Auf der Regionalkonferenz in Neumünster, Bad Oldesloe und Schleswig wurde dieser Widerspruch ungewollt deutlich: Es ging nicht nur um die Vorstellung den vorgesehenen neuen Landesvorsitzenden, sondern auch um die Präsentation des Werbekonzeptes für die Kommunalwahl. Und dazu dienen auch bei der CDU von heute Laptops und Beamer, die von jungen Frauen aus der Landesgeschäftsstelle schnell und routiniert bedient werden. Sie zeigen Entwürfe der Werbeagentur, wobei Plakate und Faltblätter mit Muster-Fotos gefüllt sind. Diese Fotos zeigen einerseits den Landesgeschäftsführer, andererseits junge Fotomodelle. Bei den Werbezetteln für Listen zu den örtlichen Wahlen sind die gezeigten Modell überwiegend weiblich, und niemand ist älter als 25 Jahre - klar, die Agentur hat die rumliegenden Fotos einfach in die Beispiele geladen, um zu zeigen, wie das fertige Produkt aussehen könnte.

Sieht man sich im Saal um, ist die Mitgliedschaft aber nicht nur ganz, ganz überwiegend männlich, sondern auch im Durchschnitt 40 Jahre älter. So blieb es beim Appell des nominierten Vorsitzenden, mehr junge Frauen nicht nur in die Partei zu locken, sondern auch in Funktionen zu wählen - und der anschließenden Präsentation, die überwiegend junge Frauen als Kandidatinnen der CDU zeigte.

Und wie es funktioniert, hat jüngst der CDU-Fraktionsvorsitzende im Landtag in Kiel gezeigt: Für den Bundestag unterstützte er als Kreisvorsitzender Schleswig die Kandidatin Sabine Sütterlin-Waack, der der freiwerdende Abgeordnetensitz des CDU-Abgeordneten Börnsen, der wegen seines Alters in diesem Jahr nicht wieder antreten will, seit Jahren versprochen worden war (von „oben”, vor jeder Versammlung und Abstimmung). Dann unterstützte er plötzlich die Gegenkandidatur von Jost de Jager, der dann in der ebenso plötzlich anberaumten Kampfabstimmung im Oktober 2012 knapp gewann.

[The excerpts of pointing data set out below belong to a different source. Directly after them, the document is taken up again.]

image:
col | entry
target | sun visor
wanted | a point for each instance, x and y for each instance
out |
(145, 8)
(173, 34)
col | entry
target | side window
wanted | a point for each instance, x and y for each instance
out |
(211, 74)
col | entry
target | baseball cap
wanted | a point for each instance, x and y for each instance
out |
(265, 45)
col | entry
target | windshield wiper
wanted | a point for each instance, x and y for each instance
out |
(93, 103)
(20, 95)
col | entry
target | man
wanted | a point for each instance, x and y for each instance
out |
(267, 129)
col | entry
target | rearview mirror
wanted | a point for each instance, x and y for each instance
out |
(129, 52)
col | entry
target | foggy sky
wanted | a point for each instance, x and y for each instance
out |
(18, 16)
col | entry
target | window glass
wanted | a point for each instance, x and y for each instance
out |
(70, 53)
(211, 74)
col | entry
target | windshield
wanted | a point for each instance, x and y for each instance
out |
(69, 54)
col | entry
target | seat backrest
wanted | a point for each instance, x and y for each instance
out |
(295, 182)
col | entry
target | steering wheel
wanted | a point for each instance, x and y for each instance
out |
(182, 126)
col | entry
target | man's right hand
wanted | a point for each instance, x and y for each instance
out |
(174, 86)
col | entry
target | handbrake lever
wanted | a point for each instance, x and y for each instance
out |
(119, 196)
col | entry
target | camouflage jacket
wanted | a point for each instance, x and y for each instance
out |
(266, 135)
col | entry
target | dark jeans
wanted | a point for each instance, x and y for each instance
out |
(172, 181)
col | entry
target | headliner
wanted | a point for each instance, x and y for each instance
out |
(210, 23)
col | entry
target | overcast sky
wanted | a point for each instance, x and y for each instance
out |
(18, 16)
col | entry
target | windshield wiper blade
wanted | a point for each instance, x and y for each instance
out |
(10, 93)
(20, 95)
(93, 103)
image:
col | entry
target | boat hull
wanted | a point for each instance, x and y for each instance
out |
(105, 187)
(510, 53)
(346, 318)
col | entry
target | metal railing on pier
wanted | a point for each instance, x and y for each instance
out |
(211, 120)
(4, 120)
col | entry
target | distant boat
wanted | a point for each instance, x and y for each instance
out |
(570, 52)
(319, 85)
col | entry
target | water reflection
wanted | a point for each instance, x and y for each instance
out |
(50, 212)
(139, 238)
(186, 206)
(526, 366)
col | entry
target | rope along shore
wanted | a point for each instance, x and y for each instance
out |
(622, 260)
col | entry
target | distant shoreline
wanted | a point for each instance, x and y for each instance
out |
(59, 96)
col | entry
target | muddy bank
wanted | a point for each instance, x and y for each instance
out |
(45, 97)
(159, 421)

Nach dem Rücktritt de Jagers unterstützt Johannes Callsen jetzt die neue Kandidatur von Sabine Sütterlin-Waack, die in der neuen Wahlversammlung Anfang Februar 2013 mit großer Mehrheit gewählt wurde. Und dazu muss er sich keineswegs verbiegen - alle drei Meinungen entsprechen seiner inneren Überzeugung.